The Mech Touch

 
 

The Mech Touch Chapter 252 Sparring


The conference room projected his grandfather and five other board members in a lifelike fashion. All of them sat sat at the table with expressions of hope and anticipation.

After the formalities went out of the way, that optimism quickly disappeared as Ves did not approve of their suggestions.

A financial expert began to speak. "Entering the Bentheim market is a daunting venture that has broken many ambitious companies. We're going to need to build up a warchest. Right now, your various assets are tied up in a perplexing manner. There are ways we can leverage this situation to raise a lot of funds."

The man put up a snazzy presentation that entailed issuing stock and piling up debt.
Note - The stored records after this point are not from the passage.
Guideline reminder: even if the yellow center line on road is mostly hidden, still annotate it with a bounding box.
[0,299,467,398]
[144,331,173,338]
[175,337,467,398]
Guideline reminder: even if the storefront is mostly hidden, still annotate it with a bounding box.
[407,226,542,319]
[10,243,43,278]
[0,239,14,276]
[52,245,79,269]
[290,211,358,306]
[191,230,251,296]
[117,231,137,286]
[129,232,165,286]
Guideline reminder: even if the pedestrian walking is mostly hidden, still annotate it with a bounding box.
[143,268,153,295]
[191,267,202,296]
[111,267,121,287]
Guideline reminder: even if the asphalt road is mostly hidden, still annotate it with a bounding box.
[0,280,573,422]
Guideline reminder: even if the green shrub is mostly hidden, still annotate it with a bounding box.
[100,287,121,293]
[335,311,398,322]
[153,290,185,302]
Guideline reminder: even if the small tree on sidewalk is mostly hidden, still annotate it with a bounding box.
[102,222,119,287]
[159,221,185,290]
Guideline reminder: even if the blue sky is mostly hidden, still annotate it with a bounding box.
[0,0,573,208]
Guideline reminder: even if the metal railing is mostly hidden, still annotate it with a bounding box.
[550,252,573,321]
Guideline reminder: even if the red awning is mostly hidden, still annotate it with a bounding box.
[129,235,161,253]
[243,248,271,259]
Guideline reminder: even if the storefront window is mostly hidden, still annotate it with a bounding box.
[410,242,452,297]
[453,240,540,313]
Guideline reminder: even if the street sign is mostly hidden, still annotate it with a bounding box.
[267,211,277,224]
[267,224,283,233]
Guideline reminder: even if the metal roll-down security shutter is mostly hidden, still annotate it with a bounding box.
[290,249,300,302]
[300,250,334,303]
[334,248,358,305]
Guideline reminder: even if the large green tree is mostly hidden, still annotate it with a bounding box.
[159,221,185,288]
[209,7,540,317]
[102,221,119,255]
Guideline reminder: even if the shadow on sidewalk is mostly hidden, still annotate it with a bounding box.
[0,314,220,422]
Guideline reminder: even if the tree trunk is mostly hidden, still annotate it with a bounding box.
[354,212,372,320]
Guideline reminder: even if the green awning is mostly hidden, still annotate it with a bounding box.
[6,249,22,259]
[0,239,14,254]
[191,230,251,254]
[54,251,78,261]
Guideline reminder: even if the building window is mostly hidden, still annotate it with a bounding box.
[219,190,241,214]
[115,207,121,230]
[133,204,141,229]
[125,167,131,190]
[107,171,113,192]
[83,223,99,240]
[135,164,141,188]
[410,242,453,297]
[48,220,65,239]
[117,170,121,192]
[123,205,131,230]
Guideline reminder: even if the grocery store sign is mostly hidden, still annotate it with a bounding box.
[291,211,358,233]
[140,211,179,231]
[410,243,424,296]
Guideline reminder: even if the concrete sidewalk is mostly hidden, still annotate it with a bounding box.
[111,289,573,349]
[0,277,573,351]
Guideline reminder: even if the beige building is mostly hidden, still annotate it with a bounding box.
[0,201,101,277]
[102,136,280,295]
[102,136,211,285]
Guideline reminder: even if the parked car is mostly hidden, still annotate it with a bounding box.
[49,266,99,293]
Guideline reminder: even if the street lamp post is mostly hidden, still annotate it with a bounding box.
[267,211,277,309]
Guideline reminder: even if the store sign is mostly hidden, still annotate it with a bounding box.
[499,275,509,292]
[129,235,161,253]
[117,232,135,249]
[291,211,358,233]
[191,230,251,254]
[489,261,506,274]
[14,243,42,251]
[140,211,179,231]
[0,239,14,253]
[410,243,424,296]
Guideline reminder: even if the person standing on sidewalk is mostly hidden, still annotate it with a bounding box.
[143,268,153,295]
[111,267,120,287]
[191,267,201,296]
All of it sounded great, but Ves wasn't interested in a quick payout.

"I'm open to issuing a limited amount of stock, but I'm not a fan of complicating the ownership structure to this extent." Ves shook his head. "Let's not put the cart before the horse. The LMC isn't short on cash right now. Let me complete my design and figure out how much we have to spend on marketing before we address the need to raise more funds."

The financial expert probably had ties to the very same banks and investment companies willing to get involved. The board member would increase his effective control over the LMC if his buddies held a lot of its equity and debt.

Ves could tell that people had been eyeing some of the exclusive licenses he obtained from the Clifford Society. If he wanted to maintain his advantage, he had to keep the licenses to himself and only to himself.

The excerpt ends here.